As you can see here, I only use one Promise.all and it seems to work. But it also works with two Promise.all, i.e. if I modify the try block above like this:

    try {
      const responses = await Promise.all(promises);
      const data = await Promise.all(responses);
      return data
    }

What is the purpose of two Promise.all and why does it seem to work both ways in my example. There must be a difference, but I can’t figure out what it is. Both your example and the MDN example use two Promise.all but it doesn’t actually seem to be necessary (at least not in my example). When is it strictly necessary to use two Promise.all instead of only one?

I understand my question is quite vague. That is because I do not know exactly where my lack of understanding lies. If you see anything in my code that does not make sense or can be improved, pointing it out to me is extremely helpful.

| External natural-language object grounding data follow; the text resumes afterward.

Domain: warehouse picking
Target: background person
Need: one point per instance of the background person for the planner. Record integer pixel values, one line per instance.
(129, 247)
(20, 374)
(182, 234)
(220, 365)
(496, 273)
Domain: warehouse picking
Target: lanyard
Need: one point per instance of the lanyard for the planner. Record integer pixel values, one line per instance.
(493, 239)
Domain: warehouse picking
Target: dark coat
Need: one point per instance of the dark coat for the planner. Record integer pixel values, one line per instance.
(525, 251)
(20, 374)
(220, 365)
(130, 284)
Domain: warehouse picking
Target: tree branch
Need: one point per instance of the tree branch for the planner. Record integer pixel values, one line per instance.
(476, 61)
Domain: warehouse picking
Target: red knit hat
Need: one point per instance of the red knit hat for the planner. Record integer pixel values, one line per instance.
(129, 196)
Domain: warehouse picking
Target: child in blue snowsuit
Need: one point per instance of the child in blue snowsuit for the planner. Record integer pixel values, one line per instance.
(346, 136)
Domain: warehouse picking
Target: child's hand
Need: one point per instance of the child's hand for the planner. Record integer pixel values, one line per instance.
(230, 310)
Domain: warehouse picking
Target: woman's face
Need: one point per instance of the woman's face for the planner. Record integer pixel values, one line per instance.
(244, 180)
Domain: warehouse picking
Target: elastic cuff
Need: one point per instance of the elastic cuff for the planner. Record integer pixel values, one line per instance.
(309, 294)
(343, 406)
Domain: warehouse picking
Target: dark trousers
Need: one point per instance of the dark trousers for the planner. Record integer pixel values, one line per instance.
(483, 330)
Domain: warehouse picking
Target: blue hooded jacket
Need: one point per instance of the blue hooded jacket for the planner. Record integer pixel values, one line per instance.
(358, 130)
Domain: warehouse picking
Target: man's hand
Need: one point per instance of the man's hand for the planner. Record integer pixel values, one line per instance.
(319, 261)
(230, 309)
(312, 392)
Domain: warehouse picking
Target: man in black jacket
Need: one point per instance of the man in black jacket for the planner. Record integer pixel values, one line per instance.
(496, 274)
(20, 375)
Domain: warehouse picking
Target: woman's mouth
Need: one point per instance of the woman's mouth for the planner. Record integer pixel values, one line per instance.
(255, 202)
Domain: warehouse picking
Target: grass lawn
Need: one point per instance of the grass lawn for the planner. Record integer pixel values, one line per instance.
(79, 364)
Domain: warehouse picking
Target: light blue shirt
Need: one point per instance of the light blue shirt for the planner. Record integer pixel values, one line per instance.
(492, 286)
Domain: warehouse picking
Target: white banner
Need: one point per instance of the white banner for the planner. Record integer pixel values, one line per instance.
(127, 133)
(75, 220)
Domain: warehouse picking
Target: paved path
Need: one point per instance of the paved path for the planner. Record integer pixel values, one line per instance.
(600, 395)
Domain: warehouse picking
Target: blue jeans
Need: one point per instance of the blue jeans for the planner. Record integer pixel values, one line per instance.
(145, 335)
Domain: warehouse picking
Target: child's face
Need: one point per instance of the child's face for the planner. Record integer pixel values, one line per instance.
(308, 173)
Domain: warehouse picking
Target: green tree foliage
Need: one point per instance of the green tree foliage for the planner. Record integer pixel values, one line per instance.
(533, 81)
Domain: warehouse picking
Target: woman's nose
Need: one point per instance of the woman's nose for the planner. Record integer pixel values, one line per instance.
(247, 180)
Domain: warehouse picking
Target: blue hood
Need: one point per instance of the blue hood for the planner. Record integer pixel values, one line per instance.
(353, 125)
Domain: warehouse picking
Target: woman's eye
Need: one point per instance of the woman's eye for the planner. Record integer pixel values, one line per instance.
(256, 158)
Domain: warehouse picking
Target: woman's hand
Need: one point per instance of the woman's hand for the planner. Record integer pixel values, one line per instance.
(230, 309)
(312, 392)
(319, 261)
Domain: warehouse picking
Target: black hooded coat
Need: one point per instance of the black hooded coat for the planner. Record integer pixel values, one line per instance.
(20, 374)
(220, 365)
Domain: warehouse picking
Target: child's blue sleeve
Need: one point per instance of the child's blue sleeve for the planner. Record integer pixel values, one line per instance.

In the other threads I have posted, your comments, even though they are general, have introduced new concepts and terminology that I have not been aware of, which in turn have helped me connect the dots.

A bonus question is whether I am using the type casting correctly above. I read (literally a few minutes ago) that type casting is a dangerous pattern in TypeScript that should be avoided if possible. If I do not use type casting like I have done, TypeScript gives me problems when it does not know what types it is dealing with.

I can’t see what your baseRequest is doing - I assume it is returning fetches? Or the promises returned by fetch?

Break this out into a simple app that only does the bare minimum - it just sends a bunch of urls or whatever.

What is the purpose of two Promise.all and why does it seem to work both ways in my example.

From the docs:

The Promise.all() method takes an iterable of promises as input and returns a single Promise. This returned promise fulfills when all of the input’s promises fulfill (including when an empty iterable is passed), with an array of the fulfillment values. It rejects when any of the input’s promises rejects, with this first rejection reason.

So, you use it if you want the root Promise to only resolve once all the other Promises resolve. I would use this if I only wanted the values once they have all returned. They should all be independent - one does not depend on the others. Sometimes you want that, sometimes you don’t.

Thank you @kevinSmith , your answer makes sense. I’ll keep on practising on using Promise.all to hopefully gain a good understand of it.

1 Like

This topic was automatically closed 182 days after the last reply. New replies are no longer allowed.